The vertical cross sections of a double cone are hyperbolas, while the horizontal cross sections are ellipses. The below applet shows the cone where $A=B=1$.
Double cone cross sections. The double cone $z^2=x^2+y^2$ is plotted on a square domain $-2 \le x \le 2, -2 \le y \le 2$ in the first panel and on the circular domain $x^2+y^2 \le 8$ in the second panel. You can drag the blue points on the sliders to change the location of the different types of cross sections.
Look back at the equation for the double cone. Sometimes we manipulate it to get a single cone. If we solve for $z$, we end up with a plus/minus sign in front of a square root. The positive square root represents the top of the cone; the negative square root gives you an equation for the bottom. Be careful if somebody says “cone” without elaborating; they might mean “double cone” or “single cone,” depending on the context.
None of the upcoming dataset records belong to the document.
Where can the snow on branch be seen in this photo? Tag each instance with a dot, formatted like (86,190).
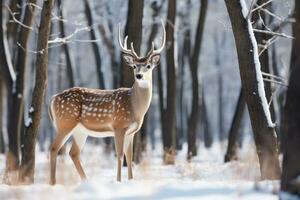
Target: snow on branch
(15,20)
(273,33)
(69,37)
(260,6)
(260,82)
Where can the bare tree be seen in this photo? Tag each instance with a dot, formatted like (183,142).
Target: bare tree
(252,85)
(31,131)
(2,145)
(16,120)
(168,112)
(9,78)
(193,118)
(12,27)
(291,137)
(233,136)
(95,35)
(69,58)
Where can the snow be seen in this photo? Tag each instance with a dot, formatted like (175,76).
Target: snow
(31,110)
(28,122)
(259,77)
(206,177)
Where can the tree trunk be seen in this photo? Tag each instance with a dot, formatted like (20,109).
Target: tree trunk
(233,136)
(16,120)
(169,131)
(6,67)
(261,38)
(252,83)
(291,137)
(193,118)
(69,59)
(31,131)
(2,145)
(134,31)
(208,139)
(95,35)
(12,27)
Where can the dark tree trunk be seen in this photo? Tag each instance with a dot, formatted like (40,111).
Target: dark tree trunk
(69,59)
(108,41)
(12,27)
(16,110)
(6,68)
(233,136)
(169,131)
(264,57)
(264,132)
(134,31)
(193,118)
(2,145)
(95,35)
(291,137)
(208,139)
(31,131)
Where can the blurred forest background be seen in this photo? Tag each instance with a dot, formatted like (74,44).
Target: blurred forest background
(197,98)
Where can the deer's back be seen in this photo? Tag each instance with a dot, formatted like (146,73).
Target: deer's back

Roughly speaking, the constants $A$ and $B$ determine how “steep” the cone is in the $x$ and $y$ direction, respectively. You can get a feel from this in the second applet, below, which at the left shows the portion of a cone for which $x$ and $y$ are between -1 and 1. In the right panel, the domain is a disk, and it shows the portion of the cone for which $-4 \le z \le 4.$
Double cone coefficients. The cone $z^2=Ax^2+By^2$ is plotted over the square domain $-2 \le x \le 2, -2 \le y \le 2$ in the first panel. In the second panel, the same cone is plotted over the elliptical domain for which $-3 \le z \le 3$, a domain whose shape depends on the coefficients $A$ and $B$. You can drag the blue points on the sliders to change $A$ and $B$, which are constrained to be positive.
After you've played around with the examples for awhile, see if you can answer the following questions:
- Why aren't any of the vertical or horizontal cross sections parabolas?
- Explain what happens when either $A=0$ or $B=0$. Why don't you get a cone?
- Similarly, what are the cross sections given by $x=0$ or $y=0$? Are these hyperbolas?